Session IV Social Safety Nets

Presentation on behalf of Development Partners

Douglas Broderick, UN Resident Coordinator


Social Safety Nets

  • Social Safety Nets for social, cultural and economic growth.
  • Existing policy priority for Government
  • National Strategic Development Plan

  • Rectangular Strategy Phase II

  • Next steps underpin Cambodia’s future and sustained growth

Aim of today’s dialogue

  • Identify common sources of vulnerability

  • Highlight current commitments, good practice, lessons learned

  • Discuss opportunities – policy and action for a coordinated system of assistance

  • Focus on leadership and partnership

Risks faced by Cambodia households

  • 30 percent of the population still live below the national poverty line.

  • Current risks increased due to inflation and global financial crisis

  • Reduced economic capacity > poverty

  • Most vulnerable – urban and rural poor; economic migrants; landless and land poor; families affected by chronic illness and disability

Need for immediate and long term responses

  • 2008 study – Impact on High Food Prices in Cambodia

  • Absence of formal social safety nets > households face many risks

  • 50 percent surveyed cut back on food consumption

  • Poorest spend 70 percent of household spending on food

Vulnerability “threatens their nutritional status and worsens their health, resulting in lasting adverse impacts”

Building a common understanding

  • Social safety nets respond to economic and social shocks – preventative – promote long term investment

  • Programmes that target benefits to the poor and most vulnerable

  • Social safety nets – not only for rich countries, Developing countries 1 – 2 percent of GDP

  • Cambodia’s current investment less than 1 percent

A well designed system supports growth promoting policies

  • Pro growth policies and social safety nets are complementary

  • Macro economics “well targetted social safety nets for the most vulnerable should complement pro growth oriented spending in productive areas

  • Social Safety nets facilitate the operation of markets and growth, increasing security, promoting growth, equity and equality of opportunity

Existing commitments and current status in Cambodia

  • Elements of a social safety net system

  • Pensions – civil servants, veterans

  • National Social Security Fund – 250,000 employees in formal private sector

  • School feeding – 500,000 students

  • Food for work

  • Targeted scholarships – girls – 29,000 students

  • Access to health care by poor 44 health sector operational districts, 6 national hospitals

  • Cash transfers – victims of natural disasters

  • Identification of Poor Households Programme (IDPoor)
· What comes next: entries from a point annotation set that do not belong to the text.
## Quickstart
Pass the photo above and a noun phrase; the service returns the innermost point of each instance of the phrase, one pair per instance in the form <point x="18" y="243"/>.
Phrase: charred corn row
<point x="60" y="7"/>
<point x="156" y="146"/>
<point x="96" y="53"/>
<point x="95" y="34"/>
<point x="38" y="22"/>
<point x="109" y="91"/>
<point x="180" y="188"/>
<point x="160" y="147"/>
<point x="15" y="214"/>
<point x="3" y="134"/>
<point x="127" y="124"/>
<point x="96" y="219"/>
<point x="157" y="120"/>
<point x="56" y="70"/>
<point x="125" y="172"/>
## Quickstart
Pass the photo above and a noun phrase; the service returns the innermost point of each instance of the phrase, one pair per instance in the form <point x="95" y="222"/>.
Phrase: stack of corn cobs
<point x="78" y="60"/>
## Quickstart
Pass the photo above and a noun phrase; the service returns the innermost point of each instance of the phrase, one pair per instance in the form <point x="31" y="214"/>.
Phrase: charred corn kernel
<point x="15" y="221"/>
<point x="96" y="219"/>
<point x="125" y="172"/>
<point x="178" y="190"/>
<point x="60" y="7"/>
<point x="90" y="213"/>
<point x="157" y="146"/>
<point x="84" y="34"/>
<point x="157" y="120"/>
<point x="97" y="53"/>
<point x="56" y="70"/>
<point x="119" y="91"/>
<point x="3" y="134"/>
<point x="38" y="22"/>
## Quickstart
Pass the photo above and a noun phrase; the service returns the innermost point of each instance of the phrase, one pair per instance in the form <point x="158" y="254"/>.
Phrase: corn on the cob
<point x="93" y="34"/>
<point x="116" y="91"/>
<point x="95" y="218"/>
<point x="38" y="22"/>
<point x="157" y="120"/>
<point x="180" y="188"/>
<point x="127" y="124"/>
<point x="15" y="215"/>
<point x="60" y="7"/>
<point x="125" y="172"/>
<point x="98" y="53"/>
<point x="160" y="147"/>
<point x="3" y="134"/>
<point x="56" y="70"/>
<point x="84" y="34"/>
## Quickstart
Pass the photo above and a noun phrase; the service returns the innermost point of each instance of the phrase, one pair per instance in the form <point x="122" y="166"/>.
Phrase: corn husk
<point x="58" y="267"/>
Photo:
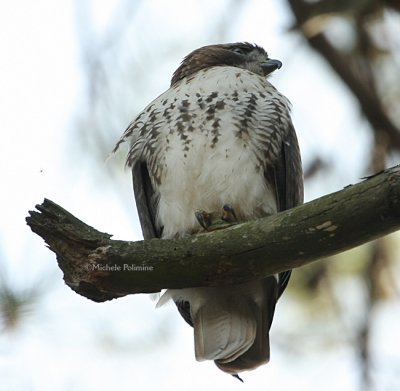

  • 2009 – more than 2 third of country covered – 5,004 villages in 10 provinces, 6 provinces covered in full

  • Opportunity to expand to nationwide implementation

Limitations to existing activities

  • Often confined to sub sectors, geographic areas or target groups

  • Use different methodology for identifying beneficiaries

  • Often funded largely by development partners through specific projects

Opportunity – coordinated social safety net system under Government

Future opportunities and policy priorities

  • Support to existing activities focused on the most vulnerable

  • Inter-ministry engagement at the central level

  • Use of data across sectors

  • Financing – including incremental budget from Government

  • Identify capacity requirements and build capacity

  • Focal point to coordinate Government strategy

  • Development partners reinforce their commitment to supporting Government’s development of an interlinked social safety net system that focuses on the poorest and most vulnerable and the achievement of Cambodia’s development goals.